Sonra bay kuş ve bayan kuş gelirler... Onlar nedense yıllardır ayrı ağaçlara yerleşirler. Bazı geceler; hayvanlar aleminin kırmızı noktalı hallerinin yakın takibindeki alemin acar paparazisi Tırtıl haberi yetiştirir: ''Bay kuş, ağacından uçtu!''

Bazen de; samimiyeti aşırı derecede ilerletmek isteyen afacanlar, tıpkı bugünkü kuş gibi, süzülüverirler camdan içeriye... Onlar meraklı heyecanlarıyla girdikleri andan itibaren eve, kendimden vazgeçen, ötekine fedaya hazır telaşlar girer devreye...

Bugün, zamanın kumbarasında biriktirdiklerimin 'sakla samanı gelir zamanı' hallerinden biri girdi devreye... Bu küçük afacan içeri süzülüp, koltuklardan birinin üst başına konuşlanıp varlığımı hiç eden bir rahatlıkla etrafı süzerken... Bu adam yerine konmazlığa gıcık olan egomun kendini gösterme hallerine fren koyup, çocuk sevmeyi beceremez bir mecburiyetçiliğe teslim edilmiş 'adın ne senin bakim' sıkışmışlığındaki kafamı hafifçe kaldırıp, en sevecen bakışlarımı takınarak, bu sevimli afacanın başını okşarken gözlerimle; 'İnsan ya da kuş fark etmiyor' diye düşündüm .

Inarritu'nun Babil'i, 'anlamak için dinlemelisin' cümlesi perdedeyken biter. İletişimin en önemli noktası budur sanki; sürdürülebilir ya da yaşanabilir olması için zamanın... En büyük kayıplar, sanmaların ürünleri değil midir?

Dinleme gereği bile duymadan varılmış yargıların içgüdüsel öfkelerine teslim edilmiş, 'bir yemin ettim ki dönemem' gidişlerinin...

Her seferinde; yanlış yargılara adlar koymuş öfkelerin sonuçlarından elde edilmiş fark edişlere rağmen yine de kalbinin öteki tarafından okşanmasını, onun kuytularının sıcaklarında sarmalanmasını talep eden çakma sanmaların kıyımları değil midir kayıp zamanlar...

Kuşlar camdan bir odaya girdiklerinde orada bulunan her kimse, onun içinde sevecen bir telaşın güllerini açtırırlar. Onu kurtarmak için, bütünüyle ona kilitlenmiş, zamanı değerli kıymaktan öte amacı olmayan telaşlı bir çabayı açık ederler...

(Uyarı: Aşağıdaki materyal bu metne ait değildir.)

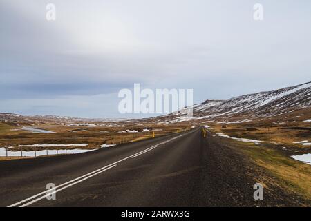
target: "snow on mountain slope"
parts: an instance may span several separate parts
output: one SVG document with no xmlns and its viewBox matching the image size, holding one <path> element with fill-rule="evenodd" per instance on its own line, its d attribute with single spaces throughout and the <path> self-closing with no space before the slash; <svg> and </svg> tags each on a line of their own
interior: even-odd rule
<svg viewBox="0 0 311 221">
<path fill-rule="evenodd" d="M 228 118 L 238 115 L 251 121 L 250 119 L 254 117 L 276 116 L 309 107 L 311 107 L 311 82 L 272 91 L 238 96 L 227 100 L 207 100 L 194 106 L 193 117 L 180 113 L 160 117 L 160 119 L 173 123 L 213 119 L 216 117 Z"/>
</svg>

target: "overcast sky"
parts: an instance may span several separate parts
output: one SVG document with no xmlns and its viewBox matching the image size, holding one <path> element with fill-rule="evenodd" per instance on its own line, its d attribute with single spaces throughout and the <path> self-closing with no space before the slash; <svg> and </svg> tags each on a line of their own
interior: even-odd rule
<svg viewBox="0 0 311 221">
<path fill-rule="evenodd" d="M 310 81 L 310 12 L 309 0 L 1 0 L 0 112 L 137 117 L 117 110 L 134 83 L 192 88 L 198 103 Z"/>
</svg>

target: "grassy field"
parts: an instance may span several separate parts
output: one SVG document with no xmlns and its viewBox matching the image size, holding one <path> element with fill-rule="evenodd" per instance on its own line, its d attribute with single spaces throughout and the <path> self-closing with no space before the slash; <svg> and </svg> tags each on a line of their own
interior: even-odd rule
<svg viewBox="0 0 311 221">
<path fill-rule="evenodd" d="M 19 145 L 33 144 L 77 144 L 64 147 L 49 147 L 49 149 L 94 149 L 102 144 L 118 144 L 162 136 L 168 133 L 178 133 L 189 129 L 187 126 L 158 126 L 125 124 L 117 126 L 107 126 L 104 124 L 90 125 L 53 124 L 42 123 L 31 127 L 53 133 L 32 133 L 21 129 L 22 126 L 30 126 L 22 123 L 0 123 L 0 147 L 10 147 L 13 151 L 19 151 Z M 31 125 L 31 124 L 30 124 Z M 126 130 L 128 130 L 126 131 Z M 86 146 L 79 144 L 87 144 Z M 44 147 L 36 147 L 37 151 Z M 23 147 L 23 151 L 33 151 L 34 147 Z"/>
<path fill-rule="evenodd" d="M 270 175 L 265 180 L 266 187 L 272 183 L 280 186 L 310 202 L 305 206 L 311 206 L 311 166 L 290 157 L 293 155 L 311 153 L 311 146 L 294 144 L 302 140 L 310 142 L 310 131 L 288 128 L 288 125 L 276 126 L 267 122 L 227 124 L 225 126 L 214 124 L 211 126 L 212 131 L 232 137 L 263 141 L 262 145 L 257 145 L 227 139 L 230 146 L 241 151 Z M 295 126 L 308 127 L 308 124 L 296 124 Z"/>
</svg>

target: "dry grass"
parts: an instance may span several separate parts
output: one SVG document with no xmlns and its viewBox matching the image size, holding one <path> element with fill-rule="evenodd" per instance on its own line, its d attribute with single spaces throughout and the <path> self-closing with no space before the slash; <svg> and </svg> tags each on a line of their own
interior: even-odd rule
<svg viewBox="0 0 311 221">
<path fill-rule="evenodd" d="M 277 183 L 311 200 L 311 166 L 283 155 L 276 150 L 265 147 L 241 146 L 243 153 L 258 165 L 266 169 L 281 180 Z"/>
</svg>

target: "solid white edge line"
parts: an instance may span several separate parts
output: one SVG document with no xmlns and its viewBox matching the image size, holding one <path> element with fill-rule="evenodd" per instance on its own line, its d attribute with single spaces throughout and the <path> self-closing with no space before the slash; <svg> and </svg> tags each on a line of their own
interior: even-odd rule
<svg viewBox="0 0 311 221">
<path fill-rule="evenodd" d="M 26 199 L 25 199 L 25 200 L 21 200 L 21 201 L 19 201 L 19 202 L 16 202 L 16 203 L 15 203 L 15 204 L 12 204 L 10 205 L 10 206 L 7 206 L 7 207 L 14 207 L 14 206 L 17 206 L 17 205 L 19 205 L 19 204 L 23 204 L 23 203 L 24 203 L 24 202 L 27 202 L 27 201 L 29 201 L 29 200 L 32 200 L 32 199 L 33 199 L 33 198 L 35 198 L 36 197 L 38 197 L 38 196 L 39 196 L 39 195 L 42 195 L 42 194 L 45 194 L 45 193 L 48 193 L 48 192 L 50 192 L 50 191 L 53 191 L 53 189 L 57 189 L 57 188 L 59 188 L 59 187 L 62 187 L 62 186 L 65 186 L 65 185 L 66 185 L 66 184 L 70 184 L 70 183 L 71 183 L 71 182 L 75 182 L 75 181 L 76 181 L 76 180 L 79 180 L 79 179 L 83 179 L 84 177 L 86 177 L 86 176 L 89 176 L 89 175 L 91 175 L 91 174 L 93 174 L 93 173 L 97 173 L 97 172 L 98 172 L 98 171 L 101 171 L 101 170 L 102 170 L 102 169 L 105 169 L 105 168 L 107 168 L 107 167 L 109 167 L 109 166 L 111 166 L 111 165 L 116 164 L 117 164 L 117 163 L 120 163 L 120 162 L 122 162 L 122 161 L 124 161 L 124 160 L 127 160 L 127 159 L 129 159 L 129 158 L 131 158 L 131 158 L 135 158 L 135 157 L 140 155 L 140 154 L 147 153 L 147 152 L 148 152 L 149 150 L 151 151 L 151 149 L 153 149 L 154 148 L 157 147 L 158 145 L 162 145 L 162 144 L 166 144 L 166 143 L 170 142 L 171 140 L 174 140 L 174 139 L 176 139 L 176 138 L 178 138 L 178 137 L 181 137 L 181 136 L 182 136 L 182 135 L 179 135 L 179 136 L 177 136 L 177 137 L 173 137 L 173 138 L 171 138 L 171 139 L 169 139 L 169 140 L 166 140 L 166 141 L 164 141 L 164 142 L 161 142 L 161 143 L 160 143 L 160 144 L 156 144 L 156 145 L 155 145 L 155 146 L 151 146 L 151 147 L 147 148 L 145 149 L 145 150 L 141 151 L 140 151 L 140 152 L 138 152 L 138 153 L 134 153 L 133 155 L 130 155 L 130 156 L 129 156 L 129 157 L 125 157 L 125 158 L 123 158 L 123 159 L 122 159 L 122 160 L 118 160 L 118 161 L 117 161 L 117 162 L 114 162 L 114 163 L 110 164 L 109 164 L 109 165 L 106 165 L 106 166 L 103 166 L 103 167 L 102 167 L 102 168 L 100 168 L 99 169 L 97 169 L 97 170 L 95 170 L 95 171 L 94 171 L 90 172 L 90 173 L 87 173 L 87 174 L 85 174 L 85 175 L 82 175 L 82 176 L 80 176 L 80 177 L 79 177 L 75 178 L 75 179 L 71 180 L 69 180 L 69 181 L 68 181 L 68 182 L 65 182 L 65 183 L 64 183 L 64 184 L 59 184 L 59 185 L 58 185 L 58 186 L 55 186 L 55 187 L 54 187 L 54 188 L 52 188 L 52 189 L 50 189 L 41 192 L 41 193 L 38 193 L 38 194 L 34 195 L 32 195 L 32 196 L 31 196 L 31 197 L 29 197 L 29 198 L 26 198 Z M 114 166 L 115 166 L 115 165 L 114 165 Z M 109 168 L 109 169 L 110 169 L 110 168 Z M 96 173 L 96 174 L 97 174 L 97 173 Z M 45 195 L 43 196 L 44 198 L 45 197 L 46 197 Z M 33 201 L 33 200 L 32 200 L 32 201 Z"/>
<path fill-rule="evenodd" d="M 92 175 L 91 175 L 86 177 L 84 177 L 84 178 L 83 178 L 83 179 L 82 179 L 82 180 L 79 180 L 75 182 L 73 182 L 73 183 L 72 183 L 72 184 L 70 184 L 69 185 L 65 186 L 64 186 L 64 187 L 62 187 L 62 188 L 61 188 L 61 189 L 57 189 L 57 190 L 55 190 L 55 191 L 53 191 L 53 192 L 51 192 L 51 193 L 48 193 L 48 194 L 49 194 L 49 195 L 55 194 L 55 193 L 57 193 L 57 192 L 59 192 L 59 191 L 62 191 L 62 190 L 64 190 L 64 189 L 67 189 L 67 188 L 68 188 L 68 187 L 70 187 L 70 186 L 72 186 L 75 185 L 75 184 L 78 184 L 78 183 L 79 183 L 79 182 L 82 182 L 82 181 L 84 181 L 84 180 L 88 180 L 88 179 L 89 179 L 89 178 L 91 178 L 91 177 L 93 177 L 93 176 L 95 176 L 95 175 L 97 175 L 97 174 L 100 174 L 100 173 L 102 173 L 102 172 L 104 172 L 104 171 L 108 171 L 109 169 L 111 169 L 111 168 L 113 168 L 113 167 L 115 167 L 115 166 L 117 166 L 117 164 L 113 165 L 113 166 L 109 166 L 109 167 L 108 167 L 108 168 L 106 168 L 106 169 L 103 169 L 102 171 L 99 171 L 99 172 L 97 172 L 97 173 L 94 173 L 94 174 L 92 174 Z M 26 204 L 22 204 L 21 206 L 19 206 L 19 207 L 26 207 L 26 206 L 27 206 L 31 205 L 32 204 L 34 204 L 35 202 L 37 202 L 37 201 L 39 201 L 39 200 L 42 200 L 42 199 L 44 199 L 44 198 L 46 198 L 46 195 L 43 195 L 43 196 L 41 196 L 41 197 L 40 197 L 40 198 L 37 198 L 37 199 L 35 199 L 35 200 L 32 200 L 32 201 L 30 201 L 30 202 L 27 202 L 27 203 L 26 203 Z"/>
</svg>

Kişi önce, ki başından geçmişse de daha önce; bu sürecin olası sonuçlarının ne olduğunu bilmenin telaşıyla kapalı olan pencereleri de açar.

Sessizce... Ürkütmek istemez ama telaşlı hareketlerle, okşar bir yürekle konduğu yerde yakalayıp dışarı salmak ister. Kuş doğası ve yetiştiği hayatın örneklerini sanki her benzer olay, her kişi böyleymişe yayan bir endişe halinin ve sürekli negatif algının esiridir o anda... Artık kendi yargısının ötesinde bir doğru olabileceği olasılığı sıfırdır. Her yol onun doğrusuna çıkar. Ya da istenen öyle olmasıdır.

Onun zarar görmesini istemeyen çırpındıkça; kuş iyice telaşlanır. İyi niyetli bir çaba içinde gelecek felaketi fark edip korumaya çalışanın her hareketini, kendine yapılmış saldırı olarak algılar. Bütün çabalar artık onun kendi doğrularının hapsindedir...

Sonunda sadece içgüdüselliğin öğretisinde, kendine doğru duruma yanlış olanı seçtiği için; kontrolsüz bir korkunun telaşında, çıkış yolunu da bulamadığından, gider cama çarpar ve ölür. Onu kurtarma çabası içindeki insanın çektiği acıyı bilmeden. O insan için anlamının, bütün telaşların niyesinin kendi olduğunu öğrenmeden...

Zaman öğrettiriyor!.. Artık kuşların geliş ve dönüş zamanlarında perdeler çekili, sadece pencerelerden ışık giriyor. Onlar çıkarken cama çarpmıyorlar artık. Geldikleri yoldan gidiyorlar... Sanmalara neden olacak eylemler yok çünkü... Özgürlüğün yoluna salıp bu incecik duvara çarptıran telaşların camdan duvarları da... Telaşsızlığın yolu açık artık... Kendi halleriyle gelecekler ve gidecekler, son gelen şu kuş gibi...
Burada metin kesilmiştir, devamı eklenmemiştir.